Sie musste Großmutter anrufen. Ihre Oma war der einzige Mensch, dem Nika vertraute. Sie würde sich für ihre Enkelin freuen. Endlich war Nika auf einem guten Weg. Als sie die Telefonnummer in die Tastatur tippte, wippte Nikas linkes Bein aufgeregt auf und ab. Sie horchte auf das Tuten in der Leitung.

„Ja?“

„Omaichbin’sNika. IchhabtolleNeuigkeiten.“

„Nika? Nicht so schnell. Ich verstehe ja kein Wort.“

„Oma, hör mal, ich gehe weg vom Fernsehen.“

„Du hast gekündigt?“

„Nein.“ Sie druckste herum. „Aber ich werde noch.“

„Ach, Kind. Was ist das jetzt wieder?“

„Was meinst du?“

„Nika, wann kommst du endlich zur Ruhe?“

Nika schwieg. Jetzt wippten beide Beine synchron. Sie umklammerte den Hörer fester und presste die Kiefer aufeinander. Dann sog sie scharf Luft durch die Nase, bevor sie antwortete.

„Ich bin die Ruhe selbst, Oma.“

„Wie du meinst.“

„Ich verstehe das nicht, Oma. Du hast doch immer gesagt, ich soll meinen Weg gehen“, platzte es aus ihr heraus.

„Aber du tust es nicht.“

Nika war genervt. Schlug Oma jetzt in die gleiche Kerbe wie ihre Eltern?

„Das wollte ich dir doch gerade erzählen. Ich kündige beim Fernsehen und suche mir einen guten Job bei einer großen Tageszeitung.“

„Aber du hast noch keinen?“

Ihre Kiefer schmerzten bereits und ihre Zähne gaben knirschende Geräusche von sich.

„Nein. Es wird sich schon irgendetwas finden.“

„Ach Kind, warum gibst du dich immer nur mit irgendetwas zufrieden?

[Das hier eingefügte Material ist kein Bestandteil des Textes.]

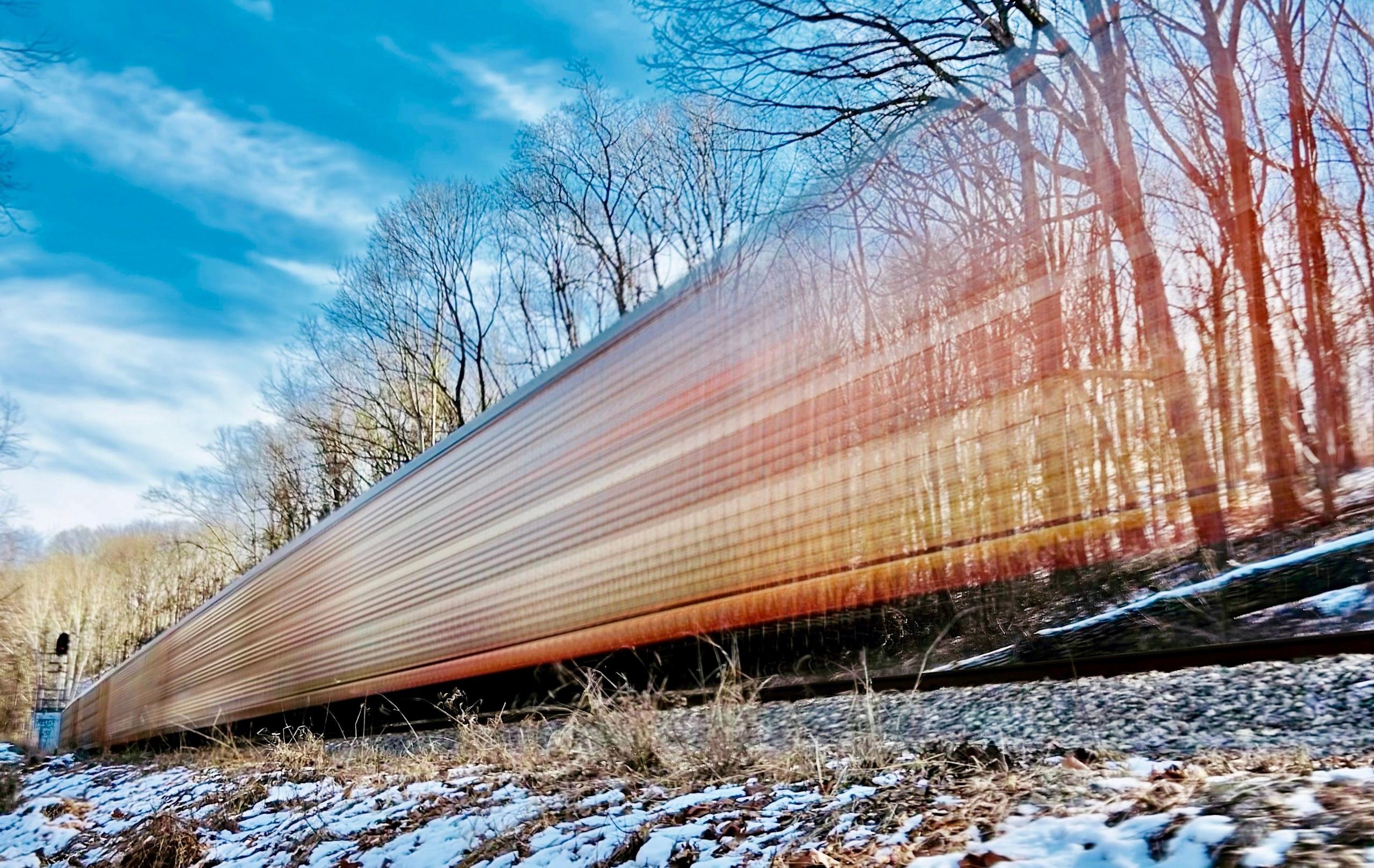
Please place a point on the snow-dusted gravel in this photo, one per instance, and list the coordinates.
(1051, 813)
(1325, 707)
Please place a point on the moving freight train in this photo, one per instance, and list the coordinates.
(779, 437)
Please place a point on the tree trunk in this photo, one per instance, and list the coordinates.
(1119, 186)
(1278, 457)
(1048, 334)
(1335, 451)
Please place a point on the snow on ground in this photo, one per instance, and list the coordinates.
(1057, 812)
(1355, 540)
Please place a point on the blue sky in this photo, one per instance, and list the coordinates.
(193, 175)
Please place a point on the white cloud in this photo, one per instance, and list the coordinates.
(179, 143)
(113, 404)
(514, 90)
(311, 274)
(263, 9)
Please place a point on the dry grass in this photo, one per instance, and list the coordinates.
(163, 841)
(10, 786)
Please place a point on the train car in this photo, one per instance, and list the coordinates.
(769, 442)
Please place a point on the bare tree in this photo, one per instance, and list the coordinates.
(17, 58)
(810, 67)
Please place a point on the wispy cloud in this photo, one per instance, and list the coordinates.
(315, 275)
(180, 145)
(114, 403)
(263, 9)
(502, 84)
(513, 89)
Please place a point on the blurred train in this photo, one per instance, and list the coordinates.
(777, 438)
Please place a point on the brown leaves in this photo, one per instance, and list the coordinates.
(982, 860)
(808, 859)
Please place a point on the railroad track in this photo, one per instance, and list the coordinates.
(1107, 665)
(791, 688)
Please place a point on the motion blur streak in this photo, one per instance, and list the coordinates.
(773, 440)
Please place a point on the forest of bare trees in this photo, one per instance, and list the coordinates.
(1138, 236)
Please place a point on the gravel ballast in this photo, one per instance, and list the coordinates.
(1324, 705)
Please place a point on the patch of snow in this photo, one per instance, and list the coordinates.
(1354, 540)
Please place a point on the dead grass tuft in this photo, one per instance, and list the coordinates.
(10, 786)
(163, 841)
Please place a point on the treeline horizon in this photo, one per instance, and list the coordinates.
(1132, 244)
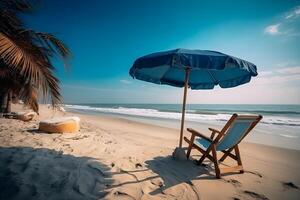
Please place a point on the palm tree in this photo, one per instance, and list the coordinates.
(26, 70)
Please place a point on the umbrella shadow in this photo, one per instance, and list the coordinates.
(40, 173)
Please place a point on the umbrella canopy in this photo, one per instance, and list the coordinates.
(197, 69)
(207, 69)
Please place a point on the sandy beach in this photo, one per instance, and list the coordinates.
(111, 158)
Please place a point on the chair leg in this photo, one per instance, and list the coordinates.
(216, 162)
(238, 155)
(190, 146)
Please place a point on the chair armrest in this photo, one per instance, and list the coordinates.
(196, 133)
(214, 130)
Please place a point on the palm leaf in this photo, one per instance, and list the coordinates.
(29, 61)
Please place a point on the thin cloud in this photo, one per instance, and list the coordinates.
(287, 25)
(273, 29)
(125, 81)
(294, 13)
(290, 70)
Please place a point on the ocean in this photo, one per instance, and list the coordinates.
(280, 125)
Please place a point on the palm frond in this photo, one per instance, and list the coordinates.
(29, 61)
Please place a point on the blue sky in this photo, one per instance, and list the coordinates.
(105, 38)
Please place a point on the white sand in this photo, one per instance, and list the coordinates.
(113, 158)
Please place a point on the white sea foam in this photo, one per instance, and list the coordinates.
(153, 113)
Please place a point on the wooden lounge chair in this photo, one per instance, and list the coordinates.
(225, 141)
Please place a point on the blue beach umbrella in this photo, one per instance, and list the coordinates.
(196, 69)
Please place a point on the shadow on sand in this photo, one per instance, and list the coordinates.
(40, 173)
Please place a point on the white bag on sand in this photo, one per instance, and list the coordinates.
(60, 125)
(26, 116)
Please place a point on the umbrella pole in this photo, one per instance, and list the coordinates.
(186, 83)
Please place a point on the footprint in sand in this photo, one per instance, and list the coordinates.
(254, 173)
(256, 195)
(234, 182)
(289, 185)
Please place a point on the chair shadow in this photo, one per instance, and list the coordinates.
(40, 173)
(174, 172)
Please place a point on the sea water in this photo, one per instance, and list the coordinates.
(280, 125)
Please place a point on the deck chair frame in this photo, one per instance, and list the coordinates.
(211, 151)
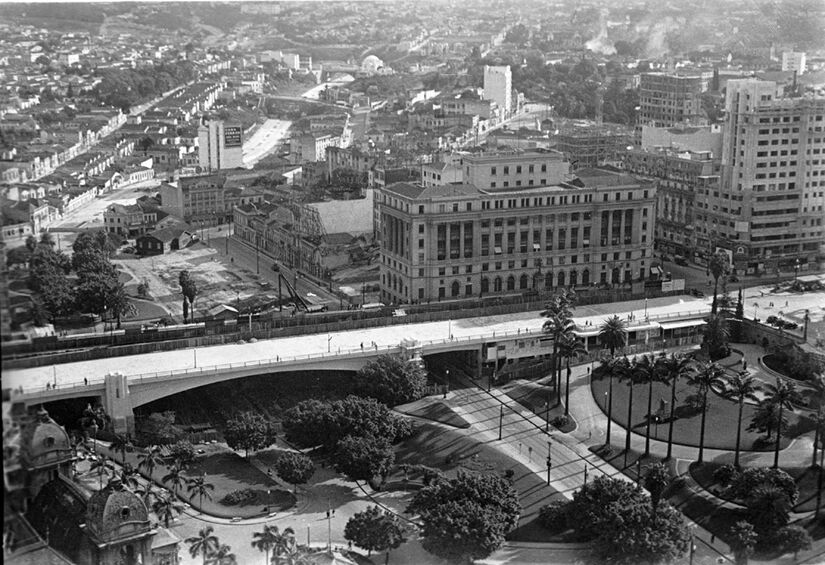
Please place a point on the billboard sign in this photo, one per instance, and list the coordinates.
(232, 136)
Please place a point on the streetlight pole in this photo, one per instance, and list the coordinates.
(549, 459)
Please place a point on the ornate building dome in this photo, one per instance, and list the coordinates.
(115, 513)
(44, 443)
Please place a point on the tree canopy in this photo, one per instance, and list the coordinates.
(466, 517)
(294, 467)
(249, 431)
(312, 422)
(375, 530)
(392, 380)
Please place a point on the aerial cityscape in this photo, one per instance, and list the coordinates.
(445, 281)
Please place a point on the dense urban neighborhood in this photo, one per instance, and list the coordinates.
(351, 282)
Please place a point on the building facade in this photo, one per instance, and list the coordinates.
(668, 100)
(498, 87)
(769, 212)
(679, 176)
(794, 61)
(462, 240)
(220, 145)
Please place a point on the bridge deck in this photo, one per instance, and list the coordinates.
(430, 335)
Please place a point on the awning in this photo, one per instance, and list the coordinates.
(643, 327)
(682, 324)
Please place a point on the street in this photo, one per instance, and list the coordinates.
(246, 257)
(266, 139)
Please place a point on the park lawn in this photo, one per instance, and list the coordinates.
(228, 471)
(721, 419)
(806, 480)
(269, 394)
(146, 310)
(535, 396)
(438, 412)
(451, 450)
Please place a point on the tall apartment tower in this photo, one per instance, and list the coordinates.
(669, 100)
(498, 86)
(220, 145)
(769, 209)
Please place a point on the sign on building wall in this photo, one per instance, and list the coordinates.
(232, 136)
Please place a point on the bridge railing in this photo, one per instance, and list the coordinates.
(142, 378)
(94, 382)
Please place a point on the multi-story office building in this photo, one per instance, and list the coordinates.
(515, 169)
(498, 87)
(591, 146)
(220, 145)
(668, 100)
(679, 176)
(769, 212)
(794, 61)
(465, 240)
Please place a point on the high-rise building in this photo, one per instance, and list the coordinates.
(668, 100)
(794, 61)
(498, 86)
(220, 145)
(461, 240)
(768, 212)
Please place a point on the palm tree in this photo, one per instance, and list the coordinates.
(265, 540)
(656, 479)
(151, 460)
(718, 266)
(198, 486)
(818, 383)
(647, 371)
(221, 556)
(613, 335)
(204, 543)
(716, 336)
(557, 326)
(570, 346)
(166, 509)
(120, 443)
(741, 387)
(284, 545)
(783, 395)
(175, 478)
(708, 376)
(102, 465)
(626, 372)
(674, 368)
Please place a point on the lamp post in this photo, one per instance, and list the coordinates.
(549, 460)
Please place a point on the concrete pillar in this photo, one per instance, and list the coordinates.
(117, 403)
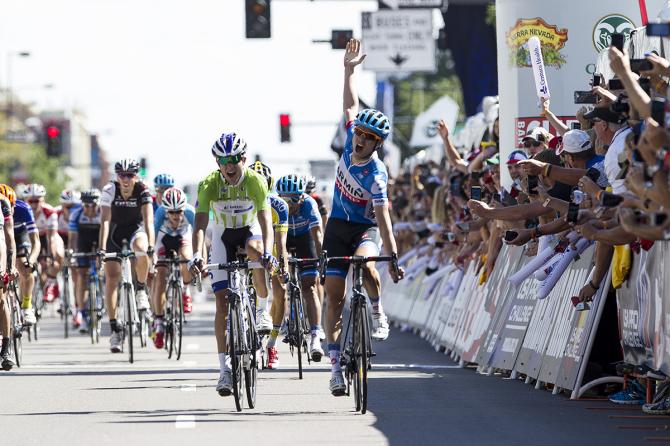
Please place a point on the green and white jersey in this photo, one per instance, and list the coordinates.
(233, 206)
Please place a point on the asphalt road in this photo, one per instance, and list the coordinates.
(70, 392)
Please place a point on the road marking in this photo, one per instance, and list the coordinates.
(185, 422)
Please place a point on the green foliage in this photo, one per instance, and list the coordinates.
(33, 160)
(416, 93)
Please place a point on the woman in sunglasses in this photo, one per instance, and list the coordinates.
(305, 236)
(242, 220)
(127, 214)
(174, 231)
(359, 216)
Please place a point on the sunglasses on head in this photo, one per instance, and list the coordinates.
(528, 143)
(367, 136)
(223, 160)
(292, 198)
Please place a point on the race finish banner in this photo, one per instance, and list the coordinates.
(399, 41)
(571, 34)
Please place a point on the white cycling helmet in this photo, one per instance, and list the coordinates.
(174, 199)
(69, 196)
(35, 190)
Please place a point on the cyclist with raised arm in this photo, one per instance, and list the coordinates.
(28, 246)
(359, 214)
(127, 214)
(162, 182)
(174, 232)
(279, 210)
(46, 220)
(305, 236)
(242, 219)
(7, 271)
(84, 233)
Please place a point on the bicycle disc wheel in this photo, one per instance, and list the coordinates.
(251, 373)
(235, 363)
(129, 325)
(362, 357)
(178, 321)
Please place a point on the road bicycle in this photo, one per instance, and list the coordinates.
(174, 306)
(355, 359)
(244, 343)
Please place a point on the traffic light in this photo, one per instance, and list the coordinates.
(53, 138)
(143, 167)
(285, 127)
(258, 19)
(340, 37)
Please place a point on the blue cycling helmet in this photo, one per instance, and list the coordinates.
(164, 180)
(374, 121)
(229, 144)
(291, 185)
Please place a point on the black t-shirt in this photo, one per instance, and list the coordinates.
(125, 212)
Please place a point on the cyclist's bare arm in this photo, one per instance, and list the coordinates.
(352, 58)
(105, 218)
(148, 217)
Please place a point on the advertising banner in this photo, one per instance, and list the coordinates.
(571, 34)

Nimm dein Leben endlich in die Hand.“

„Ich habe mein Leben völlig unter Kontrolle.“

Es trat eine unangenehme Stille ein. Nika schluckte Wut und Tränen herunter. Sie hoffte, ihre Großmutter würde einlenken. Vergeblich.

„Nika, du bist jetzt dreißig. Du hast lange genug deinen Welpenschutz genossen. Möchtest du nicht mit deinen Eltern reden, ob …“

„Oma!“, schrie sie auf. Ihr Herz hämmerte hart gegen die Brust. Sie zitterte, lief im Zimmer herum, setzte sich und sprang gleich wieder auf.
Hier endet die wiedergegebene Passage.